I am trying this problem.
4-10(From (J.Lee) Intoduction to Topological manifold)
Let $S$ be the square $I\times I$ with the order topology generated by the dictionary order (see Problem 4-6).
(a) Show that $S$ has the least upper bound property.
(b) Show that $S$ is connected.
(c) Show that $S$ is locally connected, but not locally path-connected.
I have done for (a) and (b) and am stuck at $(c)$.
My trial is ....
Recall that the order topology generated by the dictionary order $\leq $ is the topology that generated by sets \begin{align*} &G_{(a,b)}=\{(x,y)\in S : (x,y) > (a,b) \}&L_{(a,b)}=\{(x,y) \in S: (x,y) < (a,b) \} \end{align*}
for each $(a,b)\in I\times I$.
(c)
Let $p\in S$ be given and let a neighborhood $U\subseteq S$ of $p$ be given. Note that $L_p\cap U_p=\{p\}\subseteq U$ and it is open since each of them are two of the generator of this topology and the union is a finite intersection of open sets. Note that singleton set is clearly connected since we cannot find any two disjoint nonempty set of it. Thus, $S$ is locally connected.\
However, if it is true, then it is also locally connected since singleton set is also path connected... which is inconsistent with the problem that I need to prove. I don't see where I am wrong.
And help would be appreciated.
You gave the wrong subbase for the order topology. They should be the strict left and right sets, not with endpoints, or all order topologies would be discrete.
You can check that all open intervals and half-open intervals, which form a base for the order topology, are all connected (they are still complete and have no jumps or gaps, like $I \times I$, and thus are connected, see e.g. my answer. This shows local connectedness.

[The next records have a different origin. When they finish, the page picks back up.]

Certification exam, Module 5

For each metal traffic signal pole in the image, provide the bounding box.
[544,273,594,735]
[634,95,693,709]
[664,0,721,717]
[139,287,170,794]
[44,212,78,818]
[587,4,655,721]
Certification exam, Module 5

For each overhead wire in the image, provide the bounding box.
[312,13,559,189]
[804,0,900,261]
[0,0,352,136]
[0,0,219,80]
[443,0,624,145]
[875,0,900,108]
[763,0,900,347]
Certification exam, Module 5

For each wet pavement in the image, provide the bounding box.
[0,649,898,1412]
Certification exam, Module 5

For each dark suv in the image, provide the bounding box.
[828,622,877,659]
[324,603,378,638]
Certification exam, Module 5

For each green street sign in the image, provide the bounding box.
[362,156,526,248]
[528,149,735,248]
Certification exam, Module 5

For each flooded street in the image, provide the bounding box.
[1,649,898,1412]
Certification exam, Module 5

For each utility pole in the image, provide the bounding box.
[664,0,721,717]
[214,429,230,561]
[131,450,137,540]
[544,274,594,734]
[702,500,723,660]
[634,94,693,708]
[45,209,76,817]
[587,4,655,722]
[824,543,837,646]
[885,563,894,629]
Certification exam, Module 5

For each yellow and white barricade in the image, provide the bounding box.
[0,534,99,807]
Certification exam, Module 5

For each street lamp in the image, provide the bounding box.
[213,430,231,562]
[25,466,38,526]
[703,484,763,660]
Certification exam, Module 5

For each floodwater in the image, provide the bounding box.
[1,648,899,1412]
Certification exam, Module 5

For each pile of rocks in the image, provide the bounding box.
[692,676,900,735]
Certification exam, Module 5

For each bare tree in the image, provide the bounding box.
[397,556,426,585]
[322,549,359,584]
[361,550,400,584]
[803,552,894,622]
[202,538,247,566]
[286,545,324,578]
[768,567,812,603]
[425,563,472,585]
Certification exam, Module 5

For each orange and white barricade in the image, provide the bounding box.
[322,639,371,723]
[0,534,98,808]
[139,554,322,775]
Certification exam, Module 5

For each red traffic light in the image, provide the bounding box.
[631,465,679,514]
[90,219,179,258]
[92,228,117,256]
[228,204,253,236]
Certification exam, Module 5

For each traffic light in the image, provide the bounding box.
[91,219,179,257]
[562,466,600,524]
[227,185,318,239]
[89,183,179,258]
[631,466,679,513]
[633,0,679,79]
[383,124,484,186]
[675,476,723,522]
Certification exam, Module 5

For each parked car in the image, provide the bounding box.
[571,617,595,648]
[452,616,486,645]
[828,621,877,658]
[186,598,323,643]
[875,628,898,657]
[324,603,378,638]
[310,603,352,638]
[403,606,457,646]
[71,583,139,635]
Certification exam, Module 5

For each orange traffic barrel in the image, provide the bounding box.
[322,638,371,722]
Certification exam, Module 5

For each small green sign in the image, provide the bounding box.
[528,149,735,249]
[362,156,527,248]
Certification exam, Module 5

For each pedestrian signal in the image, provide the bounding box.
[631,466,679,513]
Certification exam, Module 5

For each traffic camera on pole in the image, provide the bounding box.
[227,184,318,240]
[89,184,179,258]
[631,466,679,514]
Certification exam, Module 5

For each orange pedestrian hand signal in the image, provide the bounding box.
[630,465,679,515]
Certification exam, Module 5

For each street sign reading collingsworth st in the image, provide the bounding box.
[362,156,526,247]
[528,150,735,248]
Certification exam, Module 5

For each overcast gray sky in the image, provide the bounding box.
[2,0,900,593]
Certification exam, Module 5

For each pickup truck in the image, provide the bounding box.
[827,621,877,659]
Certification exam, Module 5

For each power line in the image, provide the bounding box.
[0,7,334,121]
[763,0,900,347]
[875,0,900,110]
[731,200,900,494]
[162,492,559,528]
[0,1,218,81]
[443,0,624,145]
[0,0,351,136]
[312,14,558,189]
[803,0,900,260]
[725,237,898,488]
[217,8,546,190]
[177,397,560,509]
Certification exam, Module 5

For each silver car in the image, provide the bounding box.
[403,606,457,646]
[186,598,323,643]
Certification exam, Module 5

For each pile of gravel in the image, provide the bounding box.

But at points of the form $(a,1), a < 1$ or $(a,0),a>0$ have open intervals as a local base which span more vertical lines, and one can show that such intervals are not path-connected. Look for a proof on this site that $I \times I$ in the order topology is not path-connected (or look it up online, there are many proofs of this online) and adapt it to neighbourhoods of the aforementioned points.